To an unknown wanderer among the creeks, rivers, and sounds of the coast, the courteous treatment of the Southern people was most gratifying. The author can only add to this expression an extract from his reply to the address of the Mayor of St. Mary's, Georgia, which city honored him with an ovation and presentation of flags after the completion of his voyage:

"Since my little paper canoe entered southern waters upon her geographical errand, - from the capes of the Delaware to your beautiful St. Mary's, - I have been deeply sensible of the value of Southern hospitality. The oystermen and fishermen living along the lonely beaches of the eastern shore of Maryland and Virginia; the surfmen and lighthouse keepers of Albemarle, Pamplico, and Core sounds, in North Carolina; the ground-nut planters who inhabit the uplands that skirt the network of creeks, marshes, ponds, and sounds from Bogue Inlet to Cape Fear; the piny-woods people, lumbermen, and turpentine distillers on the little bluffs that jut into the fastnesses of the great swamps of the crooked Waccamaw River; the representatives of the once powerful rice-planting aristocracy of the Santee and Peedee rivers; the colored men of the beautiful sea-islands along the coast of Georgia; The Floridians living between the St. Mary's River and the Suwanee - the wild river of song; the islanders on the Gulf of Mexico where I terminated my long journey; - all have contributed to make the 'Voyage of the Paper Canoe' a success."
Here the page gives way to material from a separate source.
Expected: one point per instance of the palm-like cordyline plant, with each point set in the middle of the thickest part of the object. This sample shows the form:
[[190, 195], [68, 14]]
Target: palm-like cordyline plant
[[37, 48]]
After returning from this paper-canoe voyage, the author embarked alone, December 2, 1875, in a cedar duck-boat twelve feet in length, from the head of the Ohio River, at Pittsburgh, Pennsylvania, and followed the Ohio and Mississippi rivers over two thousand miles to New Orleans, where he made a portage through that city eastwardly to Lake Pontchartrain, and rowed along the shores of the Gulf of Mexico six or seven hundred miles, to Cedar Keys, Florida, the terminus of his paper-canoe voyage.